Well, their fault for being lazy bastards all these years.
I'm not so sure anymore. The 9900k, while being the best they can produce at the moment (for a desktop chip) is a dud, because of cramming too many cores at too high clocks with too big of a process size, even though they know 14nm very well at this point. Sure they stagnated on core count, but how much more would they be able to do? This can probably be blamed on 10nm issues, and no manufacturer would hold on to an older process that is more expensive and less efficient, no matter how much in the lead they may be. I mean, even if AMD was still messing around with Bulldozer, Intel could still be cranking out more quad core chips per wafer with 10nm than 14nm. There's literally no reason not to do that.
 
Temps.png


adding more money on cooler, best gaming processor ever .. nice ..

Here we have an ambiant temp of 21-22C, Just imagine the temps in summer when most of people does not have air conditioning, what could be the result and consequences ?

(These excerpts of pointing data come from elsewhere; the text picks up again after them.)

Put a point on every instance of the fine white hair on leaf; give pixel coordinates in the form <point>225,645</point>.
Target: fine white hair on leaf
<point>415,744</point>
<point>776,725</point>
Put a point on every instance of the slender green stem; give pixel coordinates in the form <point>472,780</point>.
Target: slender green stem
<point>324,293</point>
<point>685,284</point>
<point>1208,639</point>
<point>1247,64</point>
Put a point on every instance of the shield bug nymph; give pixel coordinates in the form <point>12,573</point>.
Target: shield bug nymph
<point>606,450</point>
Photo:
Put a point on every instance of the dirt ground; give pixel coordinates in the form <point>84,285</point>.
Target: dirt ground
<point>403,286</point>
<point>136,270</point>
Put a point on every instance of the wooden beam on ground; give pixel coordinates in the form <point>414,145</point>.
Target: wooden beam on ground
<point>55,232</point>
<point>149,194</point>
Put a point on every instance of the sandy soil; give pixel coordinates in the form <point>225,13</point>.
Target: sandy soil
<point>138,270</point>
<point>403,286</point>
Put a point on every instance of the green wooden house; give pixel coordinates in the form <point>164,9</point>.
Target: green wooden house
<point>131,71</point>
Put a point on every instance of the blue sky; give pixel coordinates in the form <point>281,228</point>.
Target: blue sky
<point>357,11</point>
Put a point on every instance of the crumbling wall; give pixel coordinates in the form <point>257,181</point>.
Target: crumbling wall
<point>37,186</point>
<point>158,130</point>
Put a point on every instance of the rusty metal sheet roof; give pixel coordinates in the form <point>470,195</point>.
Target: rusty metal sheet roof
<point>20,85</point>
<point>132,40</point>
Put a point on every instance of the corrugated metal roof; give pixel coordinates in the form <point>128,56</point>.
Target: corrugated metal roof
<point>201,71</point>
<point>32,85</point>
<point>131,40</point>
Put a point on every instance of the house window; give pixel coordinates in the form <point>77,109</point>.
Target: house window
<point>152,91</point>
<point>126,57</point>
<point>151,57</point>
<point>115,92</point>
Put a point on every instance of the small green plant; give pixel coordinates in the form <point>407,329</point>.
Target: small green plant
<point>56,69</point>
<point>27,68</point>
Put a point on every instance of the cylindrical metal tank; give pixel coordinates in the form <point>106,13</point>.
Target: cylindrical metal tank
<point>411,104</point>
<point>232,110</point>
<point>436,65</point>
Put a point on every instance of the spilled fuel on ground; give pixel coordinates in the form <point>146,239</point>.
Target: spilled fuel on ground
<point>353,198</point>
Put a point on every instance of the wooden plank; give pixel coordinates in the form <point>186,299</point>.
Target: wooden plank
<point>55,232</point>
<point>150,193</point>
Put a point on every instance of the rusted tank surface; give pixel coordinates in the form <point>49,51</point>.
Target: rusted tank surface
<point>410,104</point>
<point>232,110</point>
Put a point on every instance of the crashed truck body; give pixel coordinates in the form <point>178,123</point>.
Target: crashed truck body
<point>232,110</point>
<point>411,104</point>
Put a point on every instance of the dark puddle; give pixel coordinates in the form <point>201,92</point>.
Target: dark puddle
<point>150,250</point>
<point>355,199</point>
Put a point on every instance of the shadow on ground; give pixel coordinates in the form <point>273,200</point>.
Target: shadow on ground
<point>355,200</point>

I live in Asia, I have aircon and the ambiant temp is set to 25-26C, but so many people here does not have aircon, so the ambient temp is around 30-33C as usual temp here so an average of 10 more extra degrees to consider. So this CPU is not made to be used in some countries where temps are high... This CPU is running way more hotter than my 6950x OC 4.4GHz, I really believe there is a problem with this 9900K and we may hear a lot about it with the first buyers as soon as the climate gets warmer.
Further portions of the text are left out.